Test 2 - optimal vs circular aperture colors#
We compare g-i color in circular apertures to that of the optimal aperture. You expect this to match at around the peak of the SNR curve in the above function, and diverge at large apertures where the outskirts of the galaxy contribute to the color. You see this by a wider range of values for the 0.5 and 2.5, 3.0 aperture widths and a tighter relation for the rest.
fig, axs = plt.subplots(2,3,figsize=(12,8))
fig.suptitle('g - i aperture vs optimal')
count_plot = 0
for ap in aps_reduced[:-1]:
idx1 = count_plot%2
idx2 = math.floor(count_plot/2)
mask_ap = (data['snr_g_'+ap]>=snr_lim)& (data['snr_i_'+ap]>=snr_lim)&(data['snr_g_Optimal']>=snr_lim)&(data['snr_i_Optimal']>=snr_lim) # passes SNR lim in both
g_min_i = data['mag_g_'+ap][mask_ap] - data['mag_i_'+ap][mask_ap]
g_min_i_opt = data['mag_g_Optimal'][mask_ap] - data['mag_i_Optimal'][mask_ap]
axs[idx1,idx2].hist2d(g_min_i_opt,g_min_i,bins=np.linspace(-1,3,100))
axs[idx1,idx2].set_title(ap)
axs[idx1,idx2].set_xlabel('g_min_i optimal')

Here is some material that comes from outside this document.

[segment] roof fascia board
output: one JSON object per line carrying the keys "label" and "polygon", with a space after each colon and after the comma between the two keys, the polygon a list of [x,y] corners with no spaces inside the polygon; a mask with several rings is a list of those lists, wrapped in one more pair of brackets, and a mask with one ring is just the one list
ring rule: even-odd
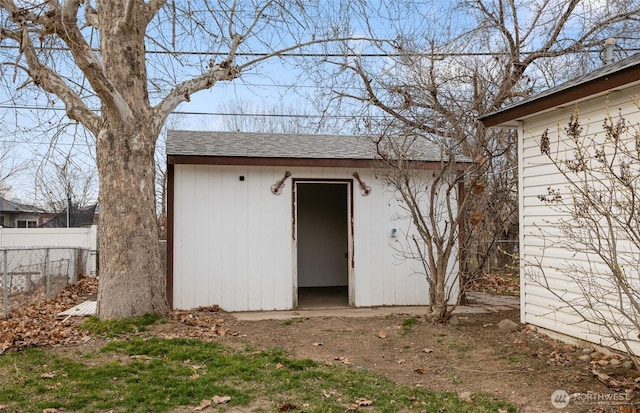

axs[idx1,idx2].set_ylabel('g_min_i aperture ')
count_plot +=1
for ax in fig.get_axes():
ax.label_outer()
plt.show()
Test 3 color-color plot#
Compare r-i / g-r color-color plot for different circular apertures and the optimal aperture. You expect to see for DC2 a wishbone-type image with distinct populations. At larger apertures this may get blurred as the signal to noise decreases.

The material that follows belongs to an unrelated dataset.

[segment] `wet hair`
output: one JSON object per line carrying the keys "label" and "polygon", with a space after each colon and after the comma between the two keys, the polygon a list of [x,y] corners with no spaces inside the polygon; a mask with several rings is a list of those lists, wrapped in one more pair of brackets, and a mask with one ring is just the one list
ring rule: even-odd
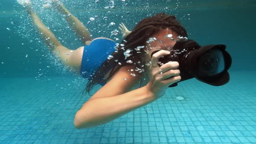
{"label": "wet hair", "polygon": [[[145,63],[142,61],[140,55],[144,54],[145,52],[143,50],[141,50],[141,53],[137,53],[138,51],[135,50],[135,49],[137,48],[138,46],[144,46],[146,42],[154,34],[161,29],[166,28],[169,28],[174,31],[178,36],[187,37],[187,33],[186,29],[176,20],[176,16],[174,16],[161,13],[142,20],[122,41],[121,44],[124,44],[125,46],[116,46],[115,48],[116,52],[114,52],[111,54],[114,58],[105,60],[98,68],[97,72],[92,75],[91,79],[89,79],[82,94],[86,90],[86,93],[88,92],[90,95],[90,95],[89,92],[95,85],[100,82],[107,82],[116,72],[122,66],[133,65],[136,67],[143,69],[143,66]],[[124,49],[121,47],[124,47]],[[132,51],[130,52],[130,54],[131,55],[125,59],[125,56],[124,55],[124,52],[128,49],[132,50]],[[117,60],[118,60],[117,62],[116,62]],[[129,60],[131,60],[132,63],[126,62]],[[121,65],[118,64],[119,62],[120,62],[119,64],[121,63]],[[116,67],[117,65],[116,69],[112,69],[111,70],[109,75],[106,79],[102,78],[102,75],[108,72],[106,72],[106,69],[110,69],[111,68]]]}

fig, axs = plt.subplots(2,3,figsize=(12,8))
fig.suptitle('r - i vs g - r for apertures')
count_plot = 0
for ap in aps_reduced[:-1]:
idx1 = count_plot%2
idx2 = math.floor(count_plot/2)
mask_ap = (data['snr_g_'+ap]>=snr_lim)& (data['snr_i_'+ap]>=snr_lim) &(data['snr_r_'+ap]>=snr_lim) &(data['snr_g_Optimal']>=snr_lim)&(data['snr_i_Optimal']>=snr_lim)&(data['snr_r_Optimal']>=snr_lim) # passes SNR lim in both
g_min_r = data['mag_g_'+ap][mask_ap] - data['mag_r_'+ap][mask_ap]
g_min_r_opt = data['mag_g_Optimal'][mask_ap] - data['mag_r_Optimal'][mask_ap]
r_min_i = data['mag_r_'+ap][mask_ap] - data['mag_i_'+ap][mask_ap]
r_min_i_opt = data['mag_r_Optimal'][mask_ap] - data['mag_i_Optimal'][mask_ap]
axs[idx1,idx2].hist2d(g_min_r,r_min_i,bins=np.linspace(-1,3,100))
axs[idx1,idx2].set_title(ap)
axs[idx1,idx2].set_xlabel('g - r' )
axs[idx1,idx2].set_ylabel('r - i')
count_plot +=1
for ax in fig.get_axes():
ax.label_outer()
plt.show()
plt.figure(figsize=(8,8))
plt.hist2d(g_min_r_opt,r_min_i_opt,bins=np.linspace(-1,3,100))
plt.title('r - i vs g - r for optimal aperture')
plt.xlabel('g - r' )
plt.ylabel('r - i')
plt.show()
Test 4 - unresolved sources#
Plotting unresolved sources, i.e. ones where the lowest apertures detect the same total magnitude. This suggests stellar contamination in the sample.
mag_r_ap05 = data['mag_r_0p5']
mag_r_ap07 = data['mag_r_0p7']
plt.figure(figsize = (8,8))
plt.title('unresolved sources in r-band')
plt.plot(np.linspace(15,26,100),np.zeros(100),'k--')
plt.scatter(mag_r_ap05,mag_r_ap05-mag_r_ap07,s=0.1)
plt.xlim([15,26])
plt.ylim([-0.05,0.1])
plt.xlabel('m_0p5')
plt.ylabel('m_0p5-m_0p7')
plt.show()
We see very little evidence of stellar contamination, which would show as a population at the horizontal dashed line.